Philip applied to LMU's Ed.D. Program because of its focus on social justice. He is a fierce advocate for the transformational work being done at the community colleges in California and sees his work as a counseling faculty as being intertwined with social justice values that promote diversity and equity in higher education. He believes the Ed.D. Program prepares professionals for leadership in any role they play in education, and he hopes to use this degree to continue promoting social justice approaches in higher education through additional research and by intentionally supporting new generations of counseling faculty as they begin their careers.
Philip’s dissertation, “Reimagining the Onboarding and Mentoring Needs of California Community College Counseling Faculty: An Ecological Systems Approach Using Narrative Inquiry,” chaired by Yvette Lapayese, Ph.D., focused on filling gaps in the existing literature by examining the onboarding and mentoring experiences of California community college counseling faculty. At a time when California is looking to close equity gaps in community college student success data, the perspectives of counseling faculty, who are uniquely positioned on campus to support students, can play a key role in better understanding the holistic needs of community college students. Philip’s goal is to use his research to provide recommendations to campus leaders to reconsider how they can more adequately support faculty members working with diverse student populations.

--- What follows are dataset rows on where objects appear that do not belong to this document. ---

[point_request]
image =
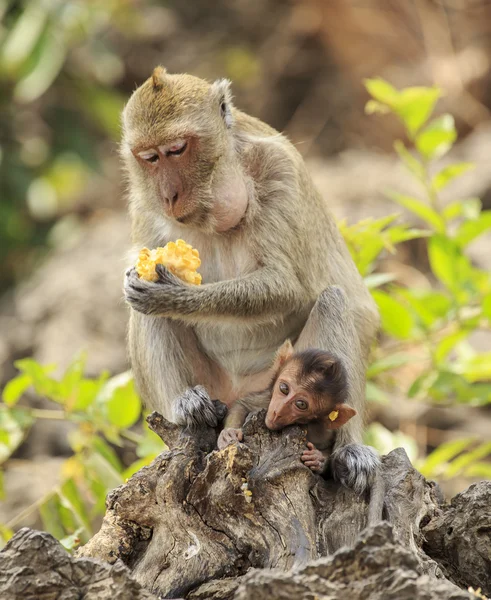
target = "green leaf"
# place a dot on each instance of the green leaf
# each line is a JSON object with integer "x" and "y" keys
{"x": 429, "y": 306}
{"x": 377, "y": 279}
{"x": 396, "y": 318}
{"x": 373, "y": 107}
{"x": 382, "y": 91}
{"x": 15, "y": 388}
{"x": 375, "y": 394}
{"x": 419, "y": 208}
{"x": 434, "y": 463}
{"x": 391, "y": 361}
{"x": 151, "y": 444}
{"x": 50, "y": 511}
{"x": 469, "y": 230}
{"x": 437, "y": 138}
{"x": 486, "y": 306}
{"x": 413, "y": 165}
{"x": 119, "y": 401}
{"x": 469, "y": 208}
{"x": 71, "y": 497}
{"x": 70, "y": 542}
{"x": 448, "y": 343}
{"x": 477, "y": 368}
{"x": 448, "y": 263}
{"x": 448, "y": 174}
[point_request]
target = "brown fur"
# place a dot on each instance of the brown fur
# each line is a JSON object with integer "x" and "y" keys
{"x": 277, "y": 273}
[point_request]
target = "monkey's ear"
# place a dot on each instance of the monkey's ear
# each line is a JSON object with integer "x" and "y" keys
{"x": 222, "y": 95}
{"x": 284, "y": 353}
{"x": 340, "y": 415}
{"x": 158, "y": 77}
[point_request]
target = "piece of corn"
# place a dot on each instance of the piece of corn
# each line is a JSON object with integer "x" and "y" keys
{"x": 333, "y": 415}
{"x": 180, "y": 258}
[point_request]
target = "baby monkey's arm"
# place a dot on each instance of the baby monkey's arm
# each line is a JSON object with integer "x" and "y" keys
{"x": 232, "y": 431}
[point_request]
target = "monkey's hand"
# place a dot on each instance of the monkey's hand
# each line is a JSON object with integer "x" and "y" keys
{"x": 313, "y": 458}
{"x": 194, "y": 409}
{"x": 354, "y": 466}
{"x": 229, "y": 436}
{"x": 147, "y": 296}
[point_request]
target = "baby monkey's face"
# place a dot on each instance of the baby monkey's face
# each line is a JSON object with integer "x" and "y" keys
{"x": 300, "y": 395}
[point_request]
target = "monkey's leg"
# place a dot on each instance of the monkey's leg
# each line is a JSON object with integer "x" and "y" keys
{"x": 331, "y": 327}
{"x": 167, "y": 362}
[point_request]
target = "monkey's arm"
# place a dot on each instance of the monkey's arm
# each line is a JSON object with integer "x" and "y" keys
{"x": 267, "y": 291}
{"x": 237, "y": 415}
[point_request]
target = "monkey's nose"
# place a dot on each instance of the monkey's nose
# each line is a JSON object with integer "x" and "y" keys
{"x": 171, "y": 201}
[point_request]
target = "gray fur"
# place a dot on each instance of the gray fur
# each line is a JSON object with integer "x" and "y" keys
{"x": 355, "y": 466}
{"x": 261, "y": 277}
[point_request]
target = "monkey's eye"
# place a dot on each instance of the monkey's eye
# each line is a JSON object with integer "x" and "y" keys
{"x": 149, "y": 155}
{"x": 177, "y": 148}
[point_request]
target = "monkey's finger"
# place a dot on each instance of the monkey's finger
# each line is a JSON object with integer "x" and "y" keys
{"x": 220, "y": 409}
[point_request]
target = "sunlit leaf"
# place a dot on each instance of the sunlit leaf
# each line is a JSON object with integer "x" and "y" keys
{"x": 477, "y": 368}
{"x": 469, "y": 230}
{"x": 437, "y": 138}
{"x": 391, "y": 361}
{"x": 375, "y": 394}
{"x": 419, "y": 208}
{"x": 396, "y": 318}
{"x": 467, "y": 459}
{"x": 448, "y": 263}
{"x": 378, "y": 279}
{"x": 14, "y": 389}
{"x": 434, "y": 463}
{"x": 448, "y": 174}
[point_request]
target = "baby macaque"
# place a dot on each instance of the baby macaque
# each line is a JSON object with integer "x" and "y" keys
{"x": 308, "y": 388}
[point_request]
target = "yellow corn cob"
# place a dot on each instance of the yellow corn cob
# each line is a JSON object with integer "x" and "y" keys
{"x": 180, "y": 258}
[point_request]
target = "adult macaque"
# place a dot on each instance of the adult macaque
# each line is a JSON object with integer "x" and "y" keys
{"x": 309, "y": 388}
{"x": 274, "y": 264}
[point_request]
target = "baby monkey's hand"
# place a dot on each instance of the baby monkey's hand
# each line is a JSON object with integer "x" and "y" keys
{"x": 313, "y": 459}
{"x": 229, "y": 436}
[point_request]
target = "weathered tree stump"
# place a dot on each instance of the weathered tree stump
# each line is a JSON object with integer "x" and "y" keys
{"x": 253, "y": 521}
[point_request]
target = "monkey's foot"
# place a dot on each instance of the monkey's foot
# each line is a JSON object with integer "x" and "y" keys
{"x": 313, "y": 458}
{"x": 229, "y": 436}
{"x": 194, "y": 408}
{"x": 354, "y": 466}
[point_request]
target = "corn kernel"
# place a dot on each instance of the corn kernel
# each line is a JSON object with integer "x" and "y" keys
{"x": 180, "y": 258}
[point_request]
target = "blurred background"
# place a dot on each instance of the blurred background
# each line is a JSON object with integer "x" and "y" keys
{"x": 68, "y": 66}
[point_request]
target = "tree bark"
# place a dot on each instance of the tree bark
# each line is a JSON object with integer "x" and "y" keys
{"x": 251, "y": 521}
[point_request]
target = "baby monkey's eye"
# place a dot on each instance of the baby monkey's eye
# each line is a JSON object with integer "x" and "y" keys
{"x": 149, "y": 155}
{"x": 177, "y": 148}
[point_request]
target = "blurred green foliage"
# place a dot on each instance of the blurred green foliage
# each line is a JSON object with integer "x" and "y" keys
{"x": 435, "y": 324}
{"x": 57, "y": 102}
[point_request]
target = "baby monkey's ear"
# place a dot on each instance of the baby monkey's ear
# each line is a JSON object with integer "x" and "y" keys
{"x": 284, "y": 353}
{"x": 340, "y": 415}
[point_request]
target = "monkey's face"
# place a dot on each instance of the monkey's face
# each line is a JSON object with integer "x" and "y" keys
{"x": 179, "y": 151}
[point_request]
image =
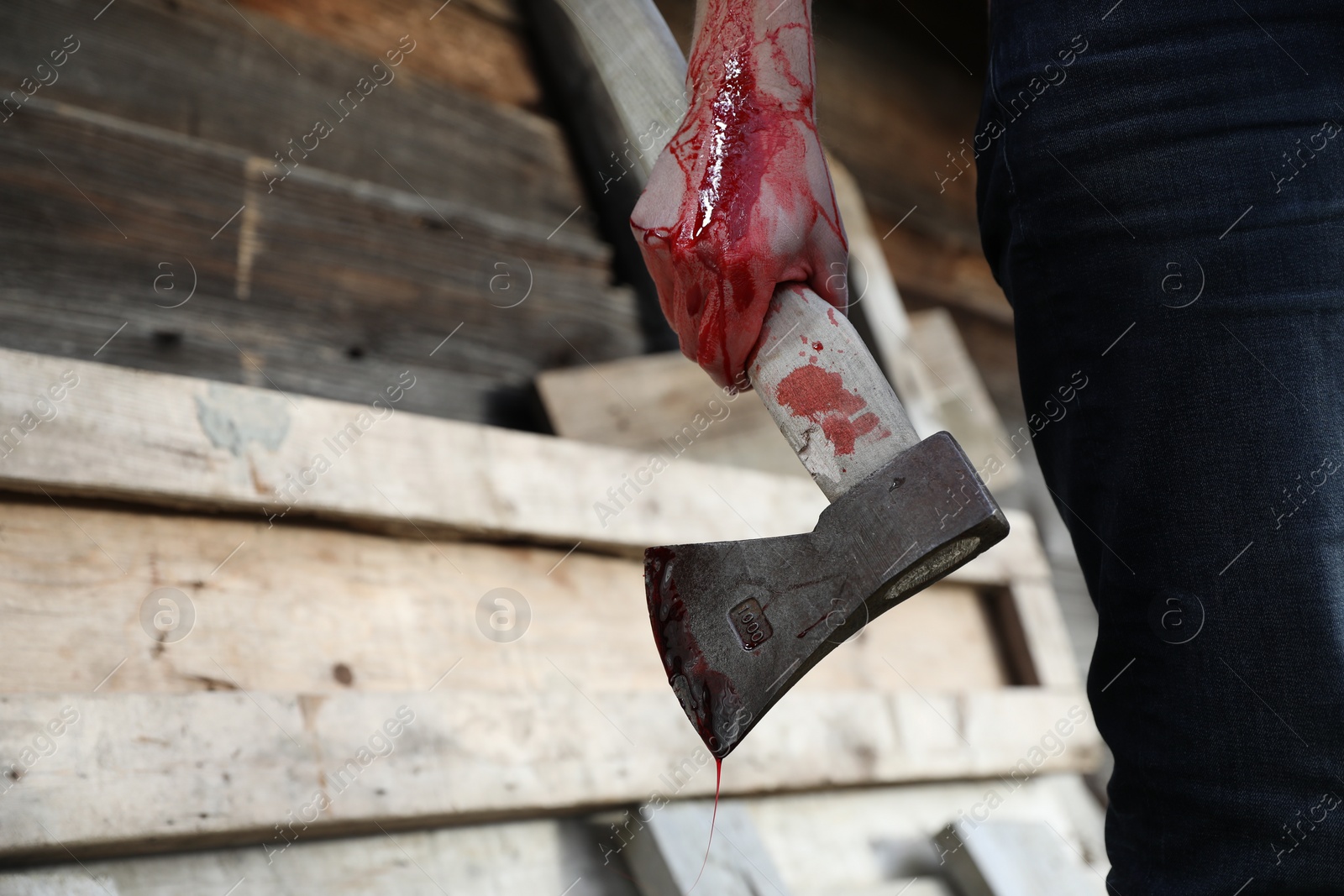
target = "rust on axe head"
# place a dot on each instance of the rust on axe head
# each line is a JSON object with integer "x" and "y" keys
{"x": 739, "y": 622}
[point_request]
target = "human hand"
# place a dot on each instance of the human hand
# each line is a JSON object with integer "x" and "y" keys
{"x": 741, "y": 197}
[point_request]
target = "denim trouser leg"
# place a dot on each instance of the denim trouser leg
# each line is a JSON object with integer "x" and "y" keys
{"x": 1162, "y": 192}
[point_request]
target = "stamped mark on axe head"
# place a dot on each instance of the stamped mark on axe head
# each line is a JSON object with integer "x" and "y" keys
{"x": 738, "y": 624}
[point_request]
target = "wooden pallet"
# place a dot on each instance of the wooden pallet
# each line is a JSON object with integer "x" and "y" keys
{"x": 309, "y": 638}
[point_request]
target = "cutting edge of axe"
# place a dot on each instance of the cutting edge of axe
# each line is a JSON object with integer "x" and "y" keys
{"x": 738, "y": 624}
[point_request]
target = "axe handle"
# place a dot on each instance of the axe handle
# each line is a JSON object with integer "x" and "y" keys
{"x": 826, "y": 391}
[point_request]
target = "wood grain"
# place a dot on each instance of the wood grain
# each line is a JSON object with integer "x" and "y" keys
{"x": 327, "y": 285}
{"x": 165, "y": 439}
{"x": 202, "y": 69}
{"x": 474, "y": 45}
{"x": 323, "y": 611}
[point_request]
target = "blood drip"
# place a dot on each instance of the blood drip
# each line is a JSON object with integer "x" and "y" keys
{"x": 714, "y": 817}
{"x": 730, "y": 148}
{"x": 701, "y": 689}
{"x": 820, "y": 396}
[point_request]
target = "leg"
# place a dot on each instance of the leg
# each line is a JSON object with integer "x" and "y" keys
{"x": 1162, "y": 197}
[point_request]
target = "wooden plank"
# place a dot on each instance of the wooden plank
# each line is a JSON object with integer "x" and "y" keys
{"x": 201, "y": 69}
{"x": 479, "y": 45}
{"x": 660, "y": 396}
{"x": 327, "y": 286}
{"x": 875, "y": 840}
{"x": 953, "y": 385}
{"x": 672, "y": 855}
{"x": 542, "y": 857}
{"x": 322, "y": 611}
{"x": 178, "y": 772}
{"x": 855, "y": 842}
{"x": 185, "y": 443}
{"x": 874, "y": 295}
{"x": 620, "y": 82}
{"x": 1015, "y": 859}
{"x": 293, "y": 661}
{"x": 635, "y": 92}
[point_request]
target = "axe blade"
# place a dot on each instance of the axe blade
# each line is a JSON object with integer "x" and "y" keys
{"x": 738, "y": 624}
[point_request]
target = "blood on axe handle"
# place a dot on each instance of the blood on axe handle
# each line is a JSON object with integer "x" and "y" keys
{"x": 738, "y": 624}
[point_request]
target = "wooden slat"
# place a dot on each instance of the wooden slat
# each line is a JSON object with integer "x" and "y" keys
{"x": 143, "y": 773}
{"x": 952, "y": 383}
{"x": 874, "y": 840}
{"x": 671, "y": 855}
{"x": 1015, "y": 859}
{"x": 542, "y": 857}
{"x": 328, "y": 285}
{"x": 853, "y": 842}
{"x": 178, "y": 441}
{"x": 307, "y": 640}
{"x": 476, "y": 45}
{"x": 618, "y": 80}
{"x": 633, "y": 78}
{"x": 319, "y": 611}
{"x": 201, "y": 69}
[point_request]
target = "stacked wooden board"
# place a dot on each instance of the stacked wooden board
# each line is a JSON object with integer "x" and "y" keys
{"x": 262, "y": 641}
{"x": 308, "y": 647}
{"x": 218, "y": 195}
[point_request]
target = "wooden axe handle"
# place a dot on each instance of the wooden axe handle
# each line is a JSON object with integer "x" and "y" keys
{"x": 826, "y": 391}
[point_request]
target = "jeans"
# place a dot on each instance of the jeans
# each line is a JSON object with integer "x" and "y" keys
{"x": 1162, "y": 197}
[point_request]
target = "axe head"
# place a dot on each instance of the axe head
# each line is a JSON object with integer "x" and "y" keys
{"x": 738, "y": 624}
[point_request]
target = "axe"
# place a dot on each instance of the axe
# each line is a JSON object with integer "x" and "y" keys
{"x": 738, "y": 624}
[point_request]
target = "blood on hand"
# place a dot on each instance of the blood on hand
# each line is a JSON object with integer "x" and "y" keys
{"x": 741, "y": 199}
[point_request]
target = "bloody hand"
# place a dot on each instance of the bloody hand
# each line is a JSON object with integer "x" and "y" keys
{"x": 741, "y": 199}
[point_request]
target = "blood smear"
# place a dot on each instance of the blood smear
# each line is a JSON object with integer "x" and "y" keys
{"x": 820, "y": 396}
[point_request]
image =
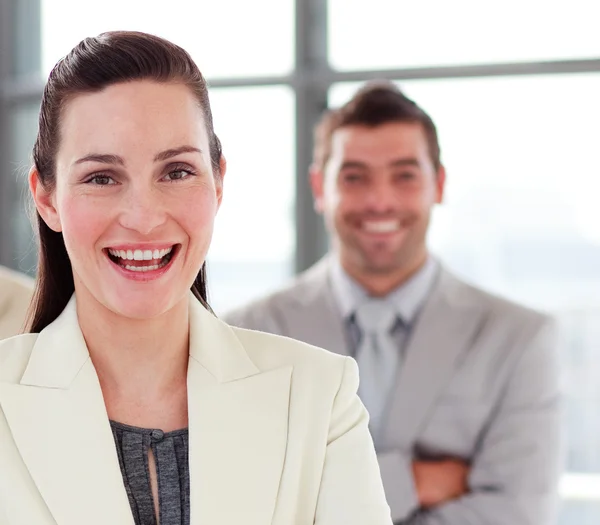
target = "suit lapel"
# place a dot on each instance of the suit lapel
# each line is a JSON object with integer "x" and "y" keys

For Philip, the Ed.D. Program gave him tangible tools to become a research-practitioner that is capable of using relevant data to enhance his decision-making in his role as a counseling faculty member. As a student, he was able to immediately apply both the theoretical frameworks and the practical skills covered throughout the program. The program also equipped him with new ways to question existing structures while working toward systemic changes for the students who come to his college to pursue their goals. As a result, he feels empowered to advocate for the needs of students and the staff and faculty who support them. In addition to being a community college counseling faculty, he is a proud alumni of a California Community college—he attended El Camino College in Torrance, which allowed him to get his first exposure to the incredible work being done within the community college system.